Question

w, x, y, and z are consecutive positive integers and w<x<y<z.
Column A: The remainder when \((w+x)(x+y)(y+z)\) is divided by 2
Column B: 1

• A. The quantity in Column A is greater.
• B. The quantity in Column B is greater.
• C. The two quantities are equal.
• D. The relationship cannot be determined from the information given.

Hint:

Remember these key parity rules: Even + Odd = Odd, Even \(\times\) Anything = Even, Odd \(\times\) Odd = Odd. The sum of any two consecutive integers is always odd. Since \(w,x\), \(x,y\), and \(y,z\) are all pairs of consecutive integers, each term in the product is odd, making the entire product odd.

Answer 1

The Correct Option is C

Step 1: Understanding the Concept:
This question deals with number properties, specifically the parity (evenness or oddness) of sums and products of consecutive integers.

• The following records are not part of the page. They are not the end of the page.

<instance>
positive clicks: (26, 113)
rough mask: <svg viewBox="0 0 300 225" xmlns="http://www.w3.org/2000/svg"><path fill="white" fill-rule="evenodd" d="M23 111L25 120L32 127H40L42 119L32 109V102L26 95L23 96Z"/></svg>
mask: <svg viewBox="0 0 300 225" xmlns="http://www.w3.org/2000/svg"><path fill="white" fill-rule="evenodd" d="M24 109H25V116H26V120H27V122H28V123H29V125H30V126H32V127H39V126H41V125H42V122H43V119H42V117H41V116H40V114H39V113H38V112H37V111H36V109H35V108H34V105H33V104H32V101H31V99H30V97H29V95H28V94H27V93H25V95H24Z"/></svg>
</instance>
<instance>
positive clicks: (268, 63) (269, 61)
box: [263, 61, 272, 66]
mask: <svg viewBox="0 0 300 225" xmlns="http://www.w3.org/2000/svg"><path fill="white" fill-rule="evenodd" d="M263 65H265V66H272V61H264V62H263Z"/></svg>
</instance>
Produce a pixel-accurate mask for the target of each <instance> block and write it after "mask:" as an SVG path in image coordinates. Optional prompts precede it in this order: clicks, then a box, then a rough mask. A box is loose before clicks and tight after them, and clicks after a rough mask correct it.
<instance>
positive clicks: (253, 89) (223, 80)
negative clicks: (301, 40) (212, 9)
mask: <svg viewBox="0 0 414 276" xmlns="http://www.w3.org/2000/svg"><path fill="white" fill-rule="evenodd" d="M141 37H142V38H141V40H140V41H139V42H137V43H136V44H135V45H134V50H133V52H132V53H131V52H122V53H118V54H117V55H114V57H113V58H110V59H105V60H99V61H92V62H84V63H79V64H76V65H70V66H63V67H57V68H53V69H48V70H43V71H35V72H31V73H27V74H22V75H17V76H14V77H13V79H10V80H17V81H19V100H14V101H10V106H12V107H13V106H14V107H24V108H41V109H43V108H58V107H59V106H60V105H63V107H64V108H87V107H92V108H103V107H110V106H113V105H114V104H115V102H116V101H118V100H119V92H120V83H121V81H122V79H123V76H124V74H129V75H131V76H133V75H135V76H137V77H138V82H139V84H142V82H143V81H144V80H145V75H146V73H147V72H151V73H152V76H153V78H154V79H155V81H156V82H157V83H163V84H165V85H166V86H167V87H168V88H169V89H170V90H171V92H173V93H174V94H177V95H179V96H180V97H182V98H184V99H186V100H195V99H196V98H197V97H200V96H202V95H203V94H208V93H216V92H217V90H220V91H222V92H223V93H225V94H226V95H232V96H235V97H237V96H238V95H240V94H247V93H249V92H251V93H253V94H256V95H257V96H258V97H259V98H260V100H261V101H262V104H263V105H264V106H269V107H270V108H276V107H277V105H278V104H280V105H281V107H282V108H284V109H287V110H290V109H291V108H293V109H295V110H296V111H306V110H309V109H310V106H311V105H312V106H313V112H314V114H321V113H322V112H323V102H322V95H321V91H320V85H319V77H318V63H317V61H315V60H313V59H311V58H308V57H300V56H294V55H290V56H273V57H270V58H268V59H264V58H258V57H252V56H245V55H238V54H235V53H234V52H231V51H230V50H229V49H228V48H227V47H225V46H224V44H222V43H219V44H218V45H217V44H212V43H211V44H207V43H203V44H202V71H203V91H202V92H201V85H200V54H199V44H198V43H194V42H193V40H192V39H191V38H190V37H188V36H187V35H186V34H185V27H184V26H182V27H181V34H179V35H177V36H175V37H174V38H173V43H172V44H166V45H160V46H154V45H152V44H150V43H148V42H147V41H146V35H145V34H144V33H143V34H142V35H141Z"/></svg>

The remainder when a number is divided by 2 tells us if the number is even (remainder 0) or odd (remainder 1).
Step 2: Detailed Explanation:
Consecutive integers always follow an alternating pattern of even and odd. We can test both possible starting cases.
Case 1: The first integer, w, is even.
If \(w\) is even, then the sequence of parities is:
w = Even, x = Odd, y = Even, z = Odd.
Now let's find the parity of the sums in the expression:
\begin{itemize} \item \(w + x\) = Even + Odd = Odd \item \(x + y\) = Odd + Even = Odd \item \(y + z\) = Even + Odd = Odd \end{itemize} The product is \((w+x)(x+y)(y+z)\) = Odd \(\times\) Odd \(\times\) Odd = Odd.
When an odd number is divided by 2, the remainder is 1.
Case 2: The first integer, w, is odd.
If \(w\) is odd, then the sequence of parities is:
w = Odd, x = Even, y = Odd, z = Even.
Now let's find the parity of the sums in the expression:
\begin{itemize} \item \(w + x\) = Odd + Even = Odd \item \(x + y\) = Even + Odd = Odd \item \(y + z\) = Odd + Even = Odd \end{itemize} The product is \((w+x)(x+y)(y+z)\) = Odd \(\times\) Odd \(\times\) Odd = Odd.
Again, when an odd number is divided by 2, the remainder is 1.
Step 3: Final Answer:
In both possible cases, the expression \((w+x)(x+y)(y+z)\) evaluates to an odd number. The remainder when any odd integer is divided by 2 is always 1. Therefore, the quantity in Column A is 1, which is equal to the quantity in Column B.